But Commissioner Gary V. Hodge also said officials are considering a proposal to reduce the size of the development district by 40 percent to 50 percent, channeling more growth to the Waldorf area.
The highway would still be needed, he said, not to ease commuting to Washington but to link the rural, poorer part of the county with jobs along U.S. 301.
"We need to have a more efficient, environmentally sensitive way of crossing the county," he said, "with a road that's deliberately engineered and designed to protect the environment."
Activists say the creek and its watershed are too valuable to take a chance.
"It's not a good place to push your growth," said Bonnie Bick, a leader of the Southern Maryland group of the Sierra Club. On a walk through woods to the creek, she pointed out spring beauties poking their tiny white flowers from the awakening soil and shadbush blooming along the shore.

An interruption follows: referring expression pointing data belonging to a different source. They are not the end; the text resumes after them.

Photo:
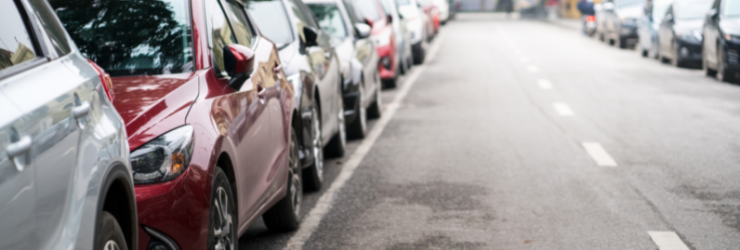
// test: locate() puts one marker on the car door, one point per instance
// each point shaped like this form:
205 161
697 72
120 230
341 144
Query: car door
244 109
325 68
54 117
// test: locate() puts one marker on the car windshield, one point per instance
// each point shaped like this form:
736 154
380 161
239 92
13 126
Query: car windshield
270 16
369 9
403 2
131 37
628 3
329 19
691 9
732 8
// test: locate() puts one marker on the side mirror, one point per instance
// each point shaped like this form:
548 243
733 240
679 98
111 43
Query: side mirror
238 63
311 35
363 30
369 22
608 6
713 14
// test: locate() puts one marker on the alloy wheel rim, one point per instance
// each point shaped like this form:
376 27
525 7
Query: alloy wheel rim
222 228
111 245
318 153
296 187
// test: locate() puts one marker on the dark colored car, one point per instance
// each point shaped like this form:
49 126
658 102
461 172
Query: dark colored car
617 21
209 116
312 67
382 33
359 60
679 36
722 40
647 28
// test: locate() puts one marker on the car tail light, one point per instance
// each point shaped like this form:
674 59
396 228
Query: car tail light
105 79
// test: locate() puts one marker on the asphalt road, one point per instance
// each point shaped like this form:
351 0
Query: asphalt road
522 134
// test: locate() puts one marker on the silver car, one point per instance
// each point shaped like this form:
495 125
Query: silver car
65 177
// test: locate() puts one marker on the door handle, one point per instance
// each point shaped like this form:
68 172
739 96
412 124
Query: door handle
81 110
17 149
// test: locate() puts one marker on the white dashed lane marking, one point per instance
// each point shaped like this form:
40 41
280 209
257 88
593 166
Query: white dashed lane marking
544 84
563 109
599 154
667 240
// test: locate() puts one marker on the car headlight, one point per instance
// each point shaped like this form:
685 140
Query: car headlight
383 39
164 158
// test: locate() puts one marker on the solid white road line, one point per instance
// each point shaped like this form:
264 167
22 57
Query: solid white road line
667 240
563 109
599 154
326 201
544 84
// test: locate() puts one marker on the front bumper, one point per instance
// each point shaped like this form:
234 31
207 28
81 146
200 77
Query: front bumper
176 209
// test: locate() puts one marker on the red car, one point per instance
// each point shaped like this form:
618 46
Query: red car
385 42
208 112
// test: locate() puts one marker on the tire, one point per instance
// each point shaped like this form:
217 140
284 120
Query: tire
222 219
315 173
285 215
723 74
358 128
376 108
110 236
337 144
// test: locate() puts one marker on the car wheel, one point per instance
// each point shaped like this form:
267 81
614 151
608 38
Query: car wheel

It was too early to see the potato dandelion, a rare plant that looks like but is not related to the common yard weed. More abundant in the Southeast, the plant is classified as endangered in Maryland. Some were spotted on a farm in the highway's path last spring.
Bick recalled that the highway was planned decades ago in part to serve then-planned development of Chapman's Forest, a 2,000-acre tract along the Potomac. In the 1990s, she and others convinced the state to buy the land and preserve it. The highway, Bick said, needs to be re-evaluated and growth redirected to areas like Waldorf.
Fishermen canvassed along the creek on a recent weekday tended to agree.
"There's just too much development going on right now, way too much, and it's destroying recreational opportunities for people," said Everett Boston of Morningside.
He was fishing from the dock at Smallwood State Park, near where the creek joins the Potomac. Bass boats came and went regularly, as fishermen prepared for a weekend tournament.
"It's a beautiful waterway, a fabulous fishery," said Andy Andrzejewski, a fishing guide from La Plata who had just returned to shore. "You can see bass spawning ... in the grass." The creek, with its lush underwater grass beds, teems with large mouth bass.
"Mattawoman Creek is probably the best bass fishery on the entire East Coast," said Scott Sewell, conservation director for the Maryland Bass Federation.